“Let us mobilize for massive campaigns against continued impoverishment of the masses of the people. Let us demand food and not guns.”
SACTU New Year Message
Comrades, fellow workers. The criminality of the apartheid regime is no more evident than in its effect on the young. The youths are the pride and hope of any self-respecting people and country. The younger generation represents the nation’s future and are the embodiment of its dreams. Yet in our country the policies of racial oppression stunt the growth of young minds with the poison of BANTU education. When the youth demand a better life, the racist regime massacres. Equally scandalous is the employment of thousands of children as cheap labor on the farms. There are numerous half-starved children aged before their time stooped over tilling the soil. In the dockyards, one will find the so-called bilge rats, infants small enough to crawl amongst the rotors and motors of ships to clean out used oil and grease. On the streets of every city, the sight of boy newspaper vendors is so common as to go unnoticed. Thousands of teenage girls entered the employment of white homes when they should still be schooling. Driven by the extremes of poverty, thousands of parents are forced to sell their offspring into slavery in order to make ends meet.

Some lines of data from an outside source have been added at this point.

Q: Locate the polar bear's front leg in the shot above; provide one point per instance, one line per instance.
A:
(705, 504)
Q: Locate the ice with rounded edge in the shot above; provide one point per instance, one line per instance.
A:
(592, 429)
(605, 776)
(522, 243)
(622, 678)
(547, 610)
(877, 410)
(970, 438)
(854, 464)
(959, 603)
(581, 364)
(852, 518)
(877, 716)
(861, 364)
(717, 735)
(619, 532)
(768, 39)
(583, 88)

During 1984 once more our youth made a historic contribution to the intensification of the struggle. Among other things, their activities helped to make South Africa increasingly ungovernable. Therefore, the youth is better prepared to fight the intense battles ahead of us. By deciding to observe 1985 as the International Year of the Youth, the Pretoria regime has thrown down a challenge to all those who are genuinely pursuing the interests of the youth. The trade union movement should take up this challenge and place it before the entire nation, its own program for the youth. Such a program must necessarily include the demand to have child labor illegalized. Free, compulsory, and comprehensive education based on the envisaged Education Charter and employment for the unemployed youth, particularly the school leavers. The trade union movement must wage a vigorous struggle to end conscription and recruitment into the racist army of oppression and aggression. We must demand an end to the banishment of the youth to the barren and desolate, Bantustan the nature of these campaigns requires that we make further advances in consolidating the unity of the struggles waged by the youth organizations.

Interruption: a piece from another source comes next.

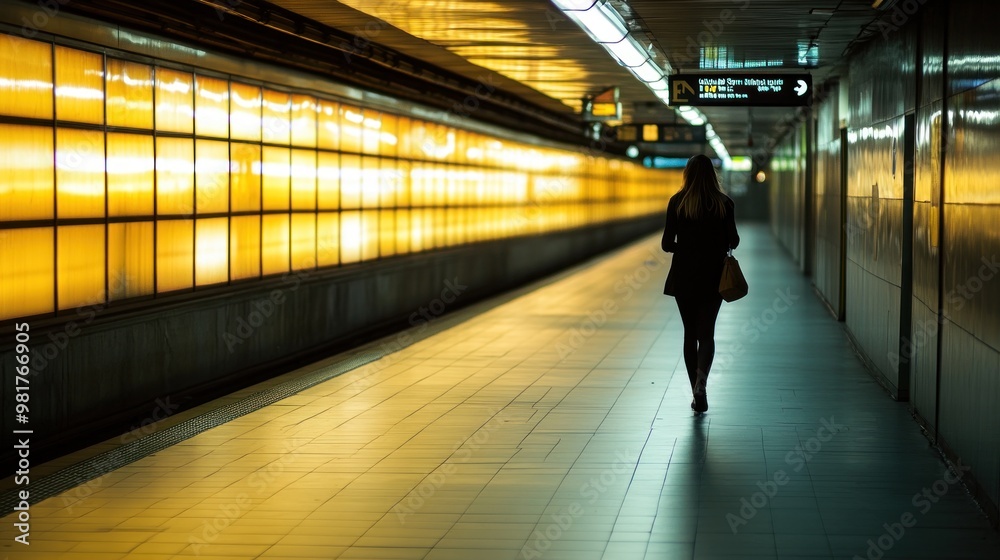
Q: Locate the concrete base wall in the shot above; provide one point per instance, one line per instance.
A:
(100, 372)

The trade unions and the rest of the democratic movement pay tribute to the contribution the youth made to the strengthening of the bonds of unity among these forces. Working and student youth must make new ways of executing joint actions and coordinating their activities. We charged democratic trade union movement to launch a massive campaign against the Alliance Act. The general sales tax, the banning of trade unions in the Bantustans, the recruitment of the mercenaries from Europe to take our jobs whilst we are denied training opportunities in our own country. The workers must demand the right to work and to form trade unions of their choice. In 1986, we shall be observing the centenary of Mayday. On Mayday 1984 we put forward the demand that this day must be a paid public holiday. We must aim to ensure that through our united action. This demand is met as from 1986. Therefore, our activities in 1985 must aim to build up the forces which will compel the apartheid regime to bow down to our wishes.

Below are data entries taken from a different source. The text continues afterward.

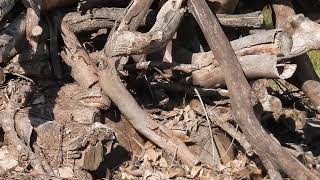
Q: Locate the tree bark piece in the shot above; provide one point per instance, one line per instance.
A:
(273, 156)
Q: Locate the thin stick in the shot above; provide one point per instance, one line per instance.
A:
(209, 124)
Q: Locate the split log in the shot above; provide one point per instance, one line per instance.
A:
(5, 7)
(101, 18)
(273, 156)
(254, 67)
(113, 87)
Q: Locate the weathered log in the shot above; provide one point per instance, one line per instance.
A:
(5, 7)
(9, 38)
(273, 156)
(82, 71)
(33, 30)
(252, 20)
(124, 43)
(113, 87)
(223, 6)
(306, 34)
(83, 68)
(100, 18)
(254, 67)
(53, 4)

During this 30th anniversary of SACTU. Let us all move forward in rising waves of intensity or struggle to the centenary of Mayday. Let us mobilize for massive campaigns against continued impoverishment of the masses of the people. Let us demand food and not guns. A just wage and not super profits. Expenditure for the benefit of the people and not for the maintenance of the apartheid structures. Let us use this anniversary to increase our Union membership. Let this year be the year of intensified struggle for political and economic emancipation. Let us unite in mass actions and confront the enemy in its own territory. Let us form committees throughout the length and breadth. Of our country. To ensure the success of the 30th-anniversary celebrations of SACTU. Long live the South African Congress of trade unions. Long live the Congress alliance. Long live proletarian internationalism.
December 1985
SACTU was founded in 1955 by those who were critical of the decision taken by the Trade Union Congress of South Africa (TUCSA) that only registered non-African unions could join the congress. It was closely associated with the ANC and joined the Congress Alliance as its trade union wing. The topic of the New Year Message in 1985 revolved around the BANTU education and its effects on the youth. The criminality of the apartheid regime is no more evident in its effect on them. The policies of racial oppression stunt the growth of young minds with the suppression of BANTU education. It served the interests of white supremacy and denied black people access to the same educational opportunities and resources.
Bantu education treated blacks as perpetual children in need of parental supervision by whites. African people and communities were portrayed as traditional, rural, and unchanging. By deciding to observe 1985 as the International Year of the Youth, the Pretoria regime has thrown down a challenge to all those who are genuinely pursuing the interests of the youth. The trade union movement should take up this challenge and place it before the entire nation, its own program for the youth. Such a program must necessarily include the demand to have child labor illegalized.